Without performing a linear regression on the timing data, we can estimate (visually) that the -5 grade delay on a 24-bit adder would be about 8ns.  Likewise, with a -6 grade chip, the delay would drop to approximately 6.5ns.
Across all of the data points, the Spartan2 "Higher Performance" -6 grade represents a 15% speed improvement over the -5 grade.  The speed gain of the chip did not seem to depend on the complexity of this design (including the non-RPM designs); the speed change then reflects a higher clock rate.  Pricing for the XC2S100TQ144 -6 grade chip is $22.27, exactly 15% more than the $19.36 for the -5 grade chip. Prices c/o AVNET.

XS40-010XLPC84 FPGA Comparison:
This chip was not able to implement the a 32 bit adder structure.  Using the CoreGen 1.0 Registered Adder (32 bit unsigned), the implemention stage reported the helpful message:

ERROR:OldMap:160 - The RLOC value of R17C0 on component U1/BU0 in RPM U1/hset
   creates a macro that is too large for the device.  Use a bigger device.

With a similar CoreGen 1.0 8 bit adder, the chip was able to implement the design successfully.  With the same delay timing analysis parameters as above, this chip produced 5.691ns of period delay (with the low speed grade), which is actually almost 1ns faster than the Spartan2 at -5.  However, 368 gates were used, as compared to the Spartan2's 229.  15% of the CLB's in this older chip are used up with an 8 bit adder, whereas are left in the Spartan2.  A quick glance at the FPGA Layout Editor reveals that this 8 bit adder takes up significantly more area on the old chip than on the new (approx 25% as compared to less than 10%).  Without more speed tests, it is hard to determine if the older chip is slower in general; it is clear, however, that the new Spartan2 is a much larger, more flexible chip.
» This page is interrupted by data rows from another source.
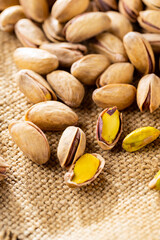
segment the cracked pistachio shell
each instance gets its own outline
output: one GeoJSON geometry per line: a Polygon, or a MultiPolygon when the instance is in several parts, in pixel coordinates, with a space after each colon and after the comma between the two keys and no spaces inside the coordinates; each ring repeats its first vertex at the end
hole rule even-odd
{"type": "Polygon", "coordinates": [[[160,33],[160,11],[146,10],[139,14],[138,22],[150,33],[160,33]]]}
{"type": "Polygon", "coordinates": [[[50,147],[45,134],[33,123],[14,121],[9,133],[21,151],[33,162],[46,163],[50,158],[50,147]]]}
{"type": "Polygon", "coordinates": [[[16,74],[20,91],[33,103],[57,100],[46,80],[31,70],[20,70],[16,74]]]}
{"type": "Polygon", "coordinates": [[[118,110],[129,107],[135,100],[136,88],[130,84],[109,84],[94,90],[92,99],[98,107],[116,106],[118,110]]]}
{"type": "Polygon", "coordinates": [[[139,12],[143,10],[141,0],[120,0],[119,11],[131,22],[136,22],[139,12]]]}
{"type": "Polygon", "coordinates": [[[110,27],[109,17],[102,12],[81,14],[70,20],[64,27],[68,42],[82,42],[92,38],[110,27]]]}
{"type": "Polygon", "coordinates": [[[70,73],[58,70],[47,75],[57,96],[70,107],[79,107],[84,97],[83,85],[70,73]]]}
{"type": "Polygon", "coordinates": [[[137,105],[141,112],[149,110],[151,113],[160,106],[160,78],[155,74],[148,74],[139,81],[137,105]]]}
{"type": "Polygon", "coordinates": [[[19,68],[30,69],[39,74],[48,74],[59,64],[55,55],[38,48],[17,48],[13,57],[19,68]]]}
{"type": "Polygon", "coordinates": [[[87,52],[86,46],[68,42],[44,43],[40,48],[56,55],[62,67],[71,67],[74,62],[82,58],[83,54],[87,52]]]}
{"type": "Polygon", "coordinates": [[[49,14],[47,0],[20,0],[24,12],[28,18],[36,22],[43,22],[49,14]]]}
{"type": "Polygon", "coordinates": [[[8,7],[0,14],[0,29],[5,32],[12,32],[16,22],[24,17],[23,8],[20,5],[8,7]]]}
{"type": "Polygon", "coordinates": [[[131,63],[140,73],[145,75],[154,72],[155,58],[152,47],[140,33],[127,33],[123,42],[131,63]]]}
{"type": "Polygon", "coordinates": [[[89,0],[57,0],[52,7],[52,16],[59,22],[67,22],[83,13],[89,5],[89,0]]]}
{"type": "Polygon", "coordinates": [[[57,156],[61,167],[70,167],[86,148],[86,135],[78,127],[68,127],[64,130],[57,148],[57,156]]]}
{"type": "Polygon", "coordinates": [[[108,57],[110,62],[128,61],[123,42],[111,33],[102,33],[90,43],[92,51],[108,57]]]}
{"type": "Polygon", "coordinates": [[[86,85],[94,85],[97,77],[109,66],[106,56],[101,54],[88,54],[73,63],[71,73],[86,85]]]}
{"type": "Polygon", "coordinates": [[[39,47],[47,39],[42,30],[31,20],[21,19],[15,25],[15,33],[24,47],[39,47]]]}
{"type": "MultiPolygon", "coordinates": [[[[74,167],[75,167],[75,164],[76,164],[76,162],[75,162],[74,164],[71,165],[69,171],[64,176],[65,183],[70,188],[77,188],[77,187],[83,187],[85,185],[88,185],[91,182],[93,182],[98,177],[98,175],[102,172],[102,170],[104,168],[104,165],[105,165],[104,158],[101,155],[97,154],[97,153],[90,153],[90,154],[93,155],[94,157],[96,157],[99,160],[99,166],[98,166],[98,169],[97,169],[95,175],[91,179],[89,179],[89,180],[87,180],[87,181],[85,181],[83,183],[73,182],[72,179],[74,177],[74,167]]],[[[90,155],[90,154],[88,154],[88,155],[90,155]]],[[[89,166],[87,166],[87,167],[89,168],[89,166]]]]}
{"type": "Polygon", "coordinates": [[[37,103],[25,114],[25,120],[31,121],[42,130],[59,131],[76,125],[77,114],[68,106],[57,101],[37,103]]]}

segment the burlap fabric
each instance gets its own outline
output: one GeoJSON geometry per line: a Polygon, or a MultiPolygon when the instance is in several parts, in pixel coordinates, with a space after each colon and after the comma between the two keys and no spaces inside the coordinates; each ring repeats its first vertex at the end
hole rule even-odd
{"type": "Polygon", "coordinates": [[[76,109],[79,126],[87,135],[86,151],[102,154],[106,165],[91,185],[69,189],[56,157],[61,133],[46,133],[52,155],[43,166],[27,159],[9,136],[9,122],[23,118],[31,106],[14,77],[12,55],[18,46],[14,35],[0,32],[0,154],[11,166],[0,184],[0,227],[22,240],[159,240],[160,194],[147,184],[160,169],[160,140],[136,153],[122,150],[121,142],[135,128],[159,128],[160,111],[142,114],[136,104],[123,111],[119,143],[102,151],[95,137],[101,109],[91,100],[93,89],[87,89],[76,109]]]}

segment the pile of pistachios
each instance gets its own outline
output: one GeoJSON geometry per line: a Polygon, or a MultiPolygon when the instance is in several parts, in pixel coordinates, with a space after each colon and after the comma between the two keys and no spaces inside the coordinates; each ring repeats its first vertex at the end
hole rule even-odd
{"type": "MultiPolygon", "coordinates": [[[[122,113],[135,100],[141,112],[160,106],[160,1],[157,0],[0,0],[0,29],[15,32],[23,47],[14,52],[20,91],[34,105],[9,132],[24,154],[38,164],[50,159],[43,131],[63,131],[57,156],[69,187],[91,183],[105,160],[85,153],[86,135],[71,108],[81,105],[84,85],[97,86],[92,99],[104,110],[97,120],[97,143],[112,149],[122,130],[122,113]],[[137,32],[138,31],[138,32],[137,32]],[[59,69],[59,70],[57,70],[59,69]],[[139,79],[137,89],[133,79],[139,79]],[[63,102],[63,103],[62,103],[63,102]],[[23,134],[22,134],[23,133],[23,134]],[[34,144],[33,144],[34,143],[34,144]]],[[[142,127],[122,143],[134,152],[160,131],[142,127]]],[[[0,177],[7,165],[0,160],[0,177]]],[[[160,189],[160,173],[149,184],[160,189]]]]}

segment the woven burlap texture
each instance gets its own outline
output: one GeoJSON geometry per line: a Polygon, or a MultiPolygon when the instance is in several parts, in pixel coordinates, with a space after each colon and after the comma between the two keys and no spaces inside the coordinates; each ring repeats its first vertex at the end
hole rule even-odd
{"type": "Polygon", "coordinates": [[[26,158],[9,136],[11,120],[22,119],[31,106],[15,81],[13,51],[19,46],[13,34],[0,32],[0,154],[10,164],[0,184],[0,227],[22,240],[160,240],[160,194],[147,187],[160,169],[160,141],[136,153],[121,148],[124,136],[135,128],[159,128],[160,111],[142,114],[136,104],[123,111],[120,141],[103,151],[95,137],[102,109],[92,102],[93,89],[86,89],[75,111],[87,136],[86,152],[100,153],[106,164],[94,183],[72,190],[56,156],[61,132],[46,133],[52,154],[43,166],[26,158]]]}

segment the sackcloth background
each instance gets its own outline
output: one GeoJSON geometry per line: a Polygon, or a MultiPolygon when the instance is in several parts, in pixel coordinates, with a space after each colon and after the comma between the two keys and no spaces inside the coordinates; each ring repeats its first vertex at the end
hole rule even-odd
{"type": "Polygon", "coordinates": [[[51,159],[38,166],[26,158],[8,132],[12,119],[22,119],[31,106],[18,90],[13,51],[21,46],[13,34],[0,32],[0,155],[10,164],[7,179],[0,183],[0,229],[22,240],[160,240],[160,193],[148,182],[160,169],[160,139],[135,153],[121,148],[123,138],[142,126],[160,129],[160,110],[140,113],[136,104],[123,111],[124,131],[111,151],[96,143],[98,114],[86,89],[79,126],[87,135],[86,152],[100,153],[104,171],[89,186],[65,185],[56,156],[61,132],[47,132],[51,159]]]}

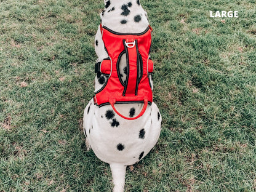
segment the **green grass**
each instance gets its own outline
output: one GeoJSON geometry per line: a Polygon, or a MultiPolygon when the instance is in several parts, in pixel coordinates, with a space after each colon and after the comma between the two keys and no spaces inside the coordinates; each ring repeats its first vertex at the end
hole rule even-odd
{"type": "MultiPolygon", "coordinates": [[[[162,130],[126,191],[255,191],[255,1],[141,1],[162,130]]],[[[82,131],[103,7],[0,0],[0,191],[111,191],[82,131]]]]}

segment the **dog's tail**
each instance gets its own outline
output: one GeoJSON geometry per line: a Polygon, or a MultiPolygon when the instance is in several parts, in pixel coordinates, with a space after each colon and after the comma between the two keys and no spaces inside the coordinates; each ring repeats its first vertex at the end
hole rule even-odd
{"type": "Polygon", "coordinates": [[[126,177],[126,166],[119,163],[110,164],[112,172],[113,192],[123,192],[126,177]]]}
The XS40-010XLPC84 advertises 5000 system gates, whereas the Spartan2 boasts 100,000 gates.  At speed grade -4, the XS40 is available for $7.314, and $8.80 at -5.  In terms of gates per dollar, the Spartan2 is orders of magnitude more cost-effective.  This cost difference seems to be significant enough to make up for a possible speed reduction relative to the XS40 series.

FPGA Layout:
add64 (Relationally Placed Macros disabled)
The "size" of the add32 design is roughly twice that of the add16, which is to be expected (as, presumably, the 32 bit adder is made of the same components as the 16 bit, only twice as many).  It is slighly difficult to verify this linear expansion with the add64, as the routing on the chip is a bit distracting.  However, if only the dense regions of the layout are considered, the design is rounghly twice the size of the 32 bit.  The CoreGen architecture seems to occupy a column on the left of the chip; when more CoreGen adder components are needed, more of this column is utilized.  This reflects a concern for routing efficiency, as the CoreGen adders appear to be made up of repeated, fundamental CoreGen full adders.  Use of multiple-bit adders is expected, so the CoreGen full adders are all arrayed close to eachother, to minimize routing delay between them.  The 64 bit adder reveals that there are multiple columns of CoreGen elements throughout the chip.

RPM vs noRPM (maximum period delay)
 add32 (RPM)
  8.408ns (5.499ns logic, 2.909ns route) (65.4% logic, 34.6% route)
 add32 (noRPM)
  9.159ns (5.403ns logic, 3.756ns route) (59.0% logic, 41.0% route)

It is apparent from the above data that Relationally Placed Macros increase (and perhaps maximize) routing efficiency.  Over a 32 bit adder, disabling RPM does not seem to greatly affect delay due to logic.  Routing delay increases by 7%, however.
ADD32 w/ RPM off  

The design spans the entire chip, and much of the routing seems to be unnecessarily long.

ADD32 with RPM on  

Notice that the same design is implemented in far less space, and that routing is more dense.